Man City ease past Sunderland

Manchester City's Leroy Sane shoots to score their second goal. Photo: Reuters
Manchester City's Leroy Sane shoots to score their second goal. Photo: Reuters
Sergio Aguero proved he is still vital to Manchester City's cause as the Argentine paved the way for a routine 2-0 victory at bottom club Sunderland on Sunday.

Having lost his place last month to young Brazilian Gabriel Jesus there has been speculation about his future, but he was at his razor-sharp best as third-placed City closed the gap on Premier League leaders Chelsea to eight points.

He opened the scoring three minutes before halftime when he dinked in Raheem Sterling's low cross -- taking his tally to five goals in his last three games in all competitions.

Leroy Sane made it 2-0 just before the hour mark after a superb pass by David Silva sent him in on goal.
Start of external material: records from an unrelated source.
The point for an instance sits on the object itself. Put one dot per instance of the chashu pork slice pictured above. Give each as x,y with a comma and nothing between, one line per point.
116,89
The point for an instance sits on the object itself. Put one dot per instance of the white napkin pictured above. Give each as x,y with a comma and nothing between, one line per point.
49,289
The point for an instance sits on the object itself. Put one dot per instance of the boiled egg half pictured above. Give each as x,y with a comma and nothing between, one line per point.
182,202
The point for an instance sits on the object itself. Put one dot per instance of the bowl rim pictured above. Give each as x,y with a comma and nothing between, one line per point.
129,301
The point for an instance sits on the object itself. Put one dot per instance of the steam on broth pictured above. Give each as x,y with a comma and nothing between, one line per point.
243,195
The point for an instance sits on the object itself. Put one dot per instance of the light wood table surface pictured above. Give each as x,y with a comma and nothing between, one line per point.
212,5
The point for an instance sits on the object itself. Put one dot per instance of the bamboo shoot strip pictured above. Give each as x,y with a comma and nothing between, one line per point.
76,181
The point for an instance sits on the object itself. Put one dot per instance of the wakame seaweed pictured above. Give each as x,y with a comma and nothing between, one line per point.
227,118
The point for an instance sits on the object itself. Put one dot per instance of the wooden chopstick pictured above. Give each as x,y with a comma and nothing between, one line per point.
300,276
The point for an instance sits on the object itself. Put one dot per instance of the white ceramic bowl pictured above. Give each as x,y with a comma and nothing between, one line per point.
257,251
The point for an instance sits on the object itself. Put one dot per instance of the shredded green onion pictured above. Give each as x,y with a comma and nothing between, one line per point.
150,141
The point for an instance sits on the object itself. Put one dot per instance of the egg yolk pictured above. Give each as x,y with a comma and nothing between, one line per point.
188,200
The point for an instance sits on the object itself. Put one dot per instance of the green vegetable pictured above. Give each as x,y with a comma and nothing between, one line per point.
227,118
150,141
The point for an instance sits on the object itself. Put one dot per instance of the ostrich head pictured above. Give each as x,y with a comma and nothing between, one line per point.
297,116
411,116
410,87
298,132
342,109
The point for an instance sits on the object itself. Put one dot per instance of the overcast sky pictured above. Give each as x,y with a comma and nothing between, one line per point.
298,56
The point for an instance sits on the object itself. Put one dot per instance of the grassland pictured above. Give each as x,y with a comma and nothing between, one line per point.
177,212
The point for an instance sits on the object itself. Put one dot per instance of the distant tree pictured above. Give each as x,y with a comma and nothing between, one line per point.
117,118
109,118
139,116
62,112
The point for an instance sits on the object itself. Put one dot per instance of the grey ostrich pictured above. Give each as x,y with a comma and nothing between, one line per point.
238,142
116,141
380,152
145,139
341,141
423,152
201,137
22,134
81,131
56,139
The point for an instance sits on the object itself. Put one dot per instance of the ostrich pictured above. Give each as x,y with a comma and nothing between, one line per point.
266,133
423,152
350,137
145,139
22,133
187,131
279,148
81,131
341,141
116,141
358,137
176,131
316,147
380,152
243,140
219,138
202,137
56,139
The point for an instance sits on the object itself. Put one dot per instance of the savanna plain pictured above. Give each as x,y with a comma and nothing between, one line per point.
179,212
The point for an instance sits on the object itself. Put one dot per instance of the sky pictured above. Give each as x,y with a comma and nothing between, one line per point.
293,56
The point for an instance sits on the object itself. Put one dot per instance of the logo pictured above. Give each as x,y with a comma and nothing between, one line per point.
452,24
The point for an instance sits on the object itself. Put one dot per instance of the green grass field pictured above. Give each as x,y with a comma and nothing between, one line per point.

Sunderland struck the post through Jermain Defoe when it was 0-0 but offered little apart from hard graft.

With a home game against Stoke City to come on Wednesday, City can move into second place and there are signs, after a fourth consecutive league win, that they are finding another gear at the perfect moment in the season.

And having recovered from a run of six games without a goal, Aguero is back to his best form.

"I am happy and was very pleased with display of Sergio. When a huge player is left out people ask, "Why? Why? Why?" Guardiola said. "In the future I want to involve both Gabriel Jesus and Sergio when they're fit.

"Sergio helped us a lot in our game and in the build up. It was brilliant."

Sunderland had worked tirelessly to restrict City in the first half but were undone by a move of real quality.

Yaya Toure fed the ball to Silva who in turn released Sterling and when he delivered a low cross Aguero ghosted into space to flick a close-range effort past Pickford for his 12th league goal of the season and 23rd in all competitions.

Sane finished off Sunderland with shot off the post and City could have doubled their lead in the closing stages as Sunderland tired.

Apart from the ever-willing Defoe, Sunderland offered little threat after that and remain bottom with only 19 points -- six adrift of safety -- after a third consecutive defeat.

"I hope our players understand the position that we're in, but we're not panicking," manager David Moyes said.